Let's say we have a list of all the chess players in the world, and we want to predict the likelihood of success if any player goes up against any other player. (Hypothetical example)
I'm assuming that it is possible for any player to beat any other player, regardless of skill. However, playing versus a player with much lower skill a loss is very unlikely, while playing versus a player with much higher skill makes it very likely to lose. Therefore, the mean probability of a loss should follow the S-shaped curve of a cumulative binomial probability distribution (if x = difference in skill level and y = probability of loss against a player of this skill), where each player has their own probability distribution like this and the center with 50/50 chance is playing against a player of exactly the same skill.
The thing is that the cumulative binomial probability distribution only describes the mean probability of a loss. I want to create a model where there is an actual distribution for any point along these means but with a gaussian distribution (or something such) so that the highest probability is along that mean but there is always a chance to win.

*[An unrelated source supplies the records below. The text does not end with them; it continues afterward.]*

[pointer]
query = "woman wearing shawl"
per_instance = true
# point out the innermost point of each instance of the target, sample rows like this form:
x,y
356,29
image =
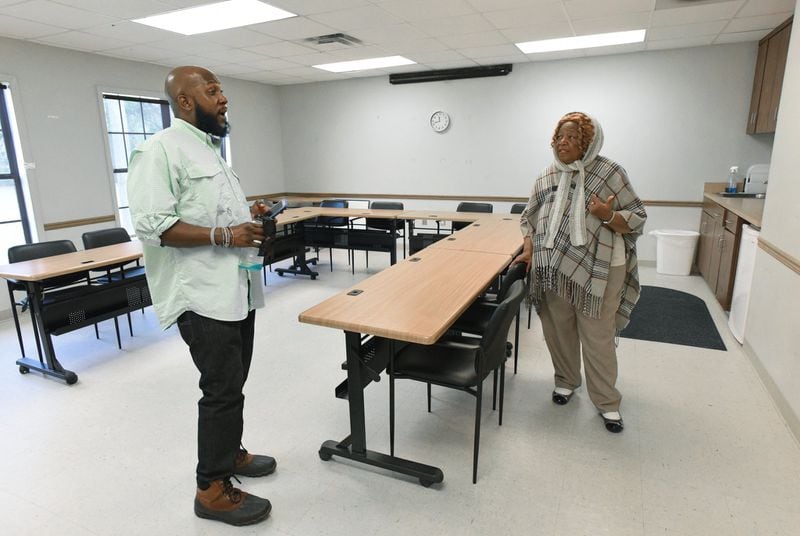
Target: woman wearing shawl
x,y
580,226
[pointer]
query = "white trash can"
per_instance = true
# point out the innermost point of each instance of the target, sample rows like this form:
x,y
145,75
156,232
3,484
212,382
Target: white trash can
x,y
675,250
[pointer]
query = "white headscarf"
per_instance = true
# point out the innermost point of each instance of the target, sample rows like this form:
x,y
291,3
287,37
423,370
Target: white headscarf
x,y
577,216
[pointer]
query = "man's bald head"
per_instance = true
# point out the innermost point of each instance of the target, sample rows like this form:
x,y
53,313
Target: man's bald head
x,y
195,96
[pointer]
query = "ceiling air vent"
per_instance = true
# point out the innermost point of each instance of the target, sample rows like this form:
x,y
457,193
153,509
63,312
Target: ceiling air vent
x,y
338,38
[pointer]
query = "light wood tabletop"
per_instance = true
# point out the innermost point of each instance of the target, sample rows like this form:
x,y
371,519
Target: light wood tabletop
x,y
68,263
413,300
488,235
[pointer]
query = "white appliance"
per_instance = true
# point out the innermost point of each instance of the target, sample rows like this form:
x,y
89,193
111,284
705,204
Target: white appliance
x,y
755,182
744,280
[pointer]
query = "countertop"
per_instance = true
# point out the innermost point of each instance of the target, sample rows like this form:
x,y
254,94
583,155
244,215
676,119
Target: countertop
x,y
748,208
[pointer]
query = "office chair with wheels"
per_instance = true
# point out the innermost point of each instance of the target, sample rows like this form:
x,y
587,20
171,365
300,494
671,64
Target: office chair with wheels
x,y
461,363
115,272
467,206
322,231
395,227
475,319
28,252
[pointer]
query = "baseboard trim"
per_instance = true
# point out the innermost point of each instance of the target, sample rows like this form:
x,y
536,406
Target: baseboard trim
x,y
789,416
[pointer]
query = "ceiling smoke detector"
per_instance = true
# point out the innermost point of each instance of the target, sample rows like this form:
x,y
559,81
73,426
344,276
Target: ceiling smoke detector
x,y
340,38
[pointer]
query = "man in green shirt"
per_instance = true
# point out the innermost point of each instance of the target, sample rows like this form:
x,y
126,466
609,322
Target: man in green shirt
x,y
193,219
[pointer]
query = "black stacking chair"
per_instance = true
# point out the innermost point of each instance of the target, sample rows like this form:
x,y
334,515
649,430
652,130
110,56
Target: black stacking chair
x,y
28,252
395,227
115,272
459,363
322,227
475,320
467,206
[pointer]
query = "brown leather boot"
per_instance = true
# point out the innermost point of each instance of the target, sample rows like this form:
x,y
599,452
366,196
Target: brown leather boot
x,y
222,502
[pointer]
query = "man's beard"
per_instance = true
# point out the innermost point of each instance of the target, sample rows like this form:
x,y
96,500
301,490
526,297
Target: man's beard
x,y
208,123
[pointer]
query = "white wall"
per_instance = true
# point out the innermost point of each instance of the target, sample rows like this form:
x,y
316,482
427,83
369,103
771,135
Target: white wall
x,y
56,94
674,119
772,321
59,113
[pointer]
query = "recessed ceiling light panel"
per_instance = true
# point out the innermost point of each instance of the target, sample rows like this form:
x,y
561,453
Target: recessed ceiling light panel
x,y
213,17
582,41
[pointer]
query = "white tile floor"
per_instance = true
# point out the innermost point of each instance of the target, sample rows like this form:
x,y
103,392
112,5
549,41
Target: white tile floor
x,y
704,451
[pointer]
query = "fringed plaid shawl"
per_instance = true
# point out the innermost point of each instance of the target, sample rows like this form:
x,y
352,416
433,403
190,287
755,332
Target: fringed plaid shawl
x,y
579,273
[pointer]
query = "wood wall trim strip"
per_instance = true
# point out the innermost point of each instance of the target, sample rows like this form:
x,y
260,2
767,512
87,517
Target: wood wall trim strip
x,y
78,223
502,199
779,255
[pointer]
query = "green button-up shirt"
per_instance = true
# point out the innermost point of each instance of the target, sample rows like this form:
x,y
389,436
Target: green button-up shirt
x,y
179,174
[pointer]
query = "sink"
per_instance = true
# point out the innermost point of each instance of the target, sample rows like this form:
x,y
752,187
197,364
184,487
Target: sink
x,y
743,194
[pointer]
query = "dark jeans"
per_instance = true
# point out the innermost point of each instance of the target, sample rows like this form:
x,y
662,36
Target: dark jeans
x,y
222,352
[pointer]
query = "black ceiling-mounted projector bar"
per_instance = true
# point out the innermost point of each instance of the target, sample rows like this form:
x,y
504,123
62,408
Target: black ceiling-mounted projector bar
x,y
450,74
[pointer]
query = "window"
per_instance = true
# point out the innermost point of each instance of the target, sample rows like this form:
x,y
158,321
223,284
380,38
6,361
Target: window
x,y
14,224
130,121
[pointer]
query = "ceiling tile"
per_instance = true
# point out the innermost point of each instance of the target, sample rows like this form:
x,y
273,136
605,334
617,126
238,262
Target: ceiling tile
x,y
57,15
240,38
454,26
767,7
538,32
517,18
686,30
131,31
763,22
294,28
681,42
740,37
25,29
280,49
357,18
614,23
417,10
82,41
694,14
476,40
121,9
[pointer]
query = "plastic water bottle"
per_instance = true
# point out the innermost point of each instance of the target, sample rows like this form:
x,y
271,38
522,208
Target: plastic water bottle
x,y
731,188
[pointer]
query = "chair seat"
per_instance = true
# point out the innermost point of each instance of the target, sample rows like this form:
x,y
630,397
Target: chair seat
x,y
450,364
129,273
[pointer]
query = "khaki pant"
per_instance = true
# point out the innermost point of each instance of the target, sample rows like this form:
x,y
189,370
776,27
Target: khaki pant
x,y
567,332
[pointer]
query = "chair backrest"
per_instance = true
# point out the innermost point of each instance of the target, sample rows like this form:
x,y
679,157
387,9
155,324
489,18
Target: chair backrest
x,y
493,343
332,221
381,223
39,250
469,206
515,273
105,237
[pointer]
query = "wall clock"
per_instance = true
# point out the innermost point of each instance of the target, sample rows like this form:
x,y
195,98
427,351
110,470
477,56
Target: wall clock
x,y
440,121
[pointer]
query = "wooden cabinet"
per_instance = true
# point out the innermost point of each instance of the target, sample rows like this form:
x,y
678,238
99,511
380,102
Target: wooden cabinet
x,y
718,248
768,80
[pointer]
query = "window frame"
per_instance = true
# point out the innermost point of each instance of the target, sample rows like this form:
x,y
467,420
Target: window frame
x,y
14,172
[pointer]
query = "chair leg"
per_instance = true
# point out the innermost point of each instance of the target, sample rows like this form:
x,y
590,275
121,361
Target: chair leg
x,y
478,397
494,390
16,322
116,328
429,397
391,415
516,342
502,390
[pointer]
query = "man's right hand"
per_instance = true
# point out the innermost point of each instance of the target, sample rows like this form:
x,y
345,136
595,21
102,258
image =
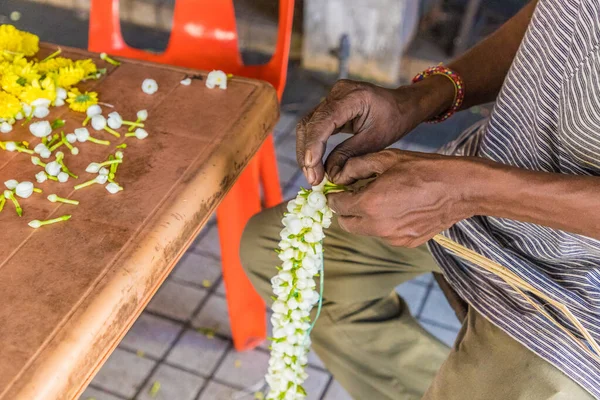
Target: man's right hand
x,y
377,117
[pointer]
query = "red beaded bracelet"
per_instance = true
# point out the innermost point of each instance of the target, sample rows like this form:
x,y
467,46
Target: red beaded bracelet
x,y
459,89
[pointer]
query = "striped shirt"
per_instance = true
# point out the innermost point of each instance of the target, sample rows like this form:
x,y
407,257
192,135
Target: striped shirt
x,y
546,118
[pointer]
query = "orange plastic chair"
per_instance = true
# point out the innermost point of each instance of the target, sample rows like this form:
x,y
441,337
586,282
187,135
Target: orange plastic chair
x,y
204,36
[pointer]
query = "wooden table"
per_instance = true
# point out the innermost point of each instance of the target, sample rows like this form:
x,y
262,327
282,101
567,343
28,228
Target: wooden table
x,y
69,292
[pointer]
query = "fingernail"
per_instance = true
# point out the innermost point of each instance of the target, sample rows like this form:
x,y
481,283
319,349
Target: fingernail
x,y
311,176
334,173
308,158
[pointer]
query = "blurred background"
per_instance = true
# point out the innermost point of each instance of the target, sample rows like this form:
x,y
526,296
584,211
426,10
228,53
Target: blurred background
x,y
182,340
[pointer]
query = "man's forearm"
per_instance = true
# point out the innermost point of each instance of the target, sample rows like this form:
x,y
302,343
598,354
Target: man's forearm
x,y
559,201
482,68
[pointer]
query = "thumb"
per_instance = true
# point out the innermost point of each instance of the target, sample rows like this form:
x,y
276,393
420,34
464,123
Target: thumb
x,y
365,167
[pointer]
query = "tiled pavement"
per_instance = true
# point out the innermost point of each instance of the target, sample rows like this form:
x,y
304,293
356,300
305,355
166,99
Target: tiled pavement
x,y
182,339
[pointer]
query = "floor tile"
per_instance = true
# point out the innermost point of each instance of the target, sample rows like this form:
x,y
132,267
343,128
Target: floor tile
x,y
243,370
123,373
213,315
152,335
176,301
315,383
175,384
96,394
437,309
197,268
196,352
448,336
336,392
208,242
413,294
218,391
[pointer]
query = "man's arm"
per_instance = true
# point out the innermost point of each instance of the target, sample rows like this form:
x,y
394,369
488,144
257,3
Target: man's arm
x,y
379,117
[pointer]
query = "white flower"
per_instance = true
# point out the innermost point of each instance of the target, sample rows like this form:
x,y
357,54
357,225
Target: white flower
x,y
62,177
53,168
142,115
93,110
11,184
41,112
5,127
149,86
82,135
114,120
98,122
317,200
24,189
216,78
113,188
141,134
41,177
71,137
40,129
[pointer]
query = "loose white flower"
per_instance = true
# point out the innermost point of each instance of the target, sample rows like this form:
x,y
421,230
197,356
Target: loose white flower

Example 1: Player of skill X goes up against player of skill X-10 and gets 1 loss and 9 wins, goes up against a player of skill X and gets 5 losses and 5 wins, goes up against a player of skill X+10 and gets 9 losses and 1 win. (most likely scenario)
Example 2: Player of skill X goes up against player of skill X-9 and gets 5 losses and 5 wins, goes up against a player of skill X and gets 2 losses and 8 wins, goes up against a player of skill X+9 and gets 3 losses and 7 wins. (very unlikely scenario, but possible)
The thing here is that the general format of the probability curve will be the same for all players of any skill, and the mean will follow the S-shape versus players of lower/same/higher skill... But a very skilled player will have less variability around that mean and the prediction will be more certain, whereas a lower skilled player will be more erratic and depend on "having a good day" or similar things. So I need a variable in the model that is connected with skill and controls the width of the probability distributions around the mean.
FYI if you are interested to discuss "the best way to predict chess winners" then this is not a thread for you, I am not actually interested in chess. I am a programmer with limited math skills who wants to find a way to predict the outcome of a skill matchup. The chess part was just a hypothetical example, it could literally be anything in my final model, if I arrive at a result with your help.
EDIT:
What I mean to say is that the means should follow a logistic function according to:
1 / (1 + exp(-skill * (x - 0.5)))
That way, there is always a 50/50 chance of loss when playing against someone with equal skill. A person with lower skill will have a higher chance of loss against someone with lower skill than themselves, and a lower chance of loss against someone with higher skill than themselves (because that person is also unskilled), compared to someone with higher skill. Exactly what the limits of the "skill" variable should be, I'm not quite certain of. But I can play around with that according to what value I choose to represent skill. Actually, maybe the skill value should be inversed, if the gaussian width is decreased. I'm not sure.
What remains to do is to somehow fit this mean to a gaussian probability with 0-1 limits.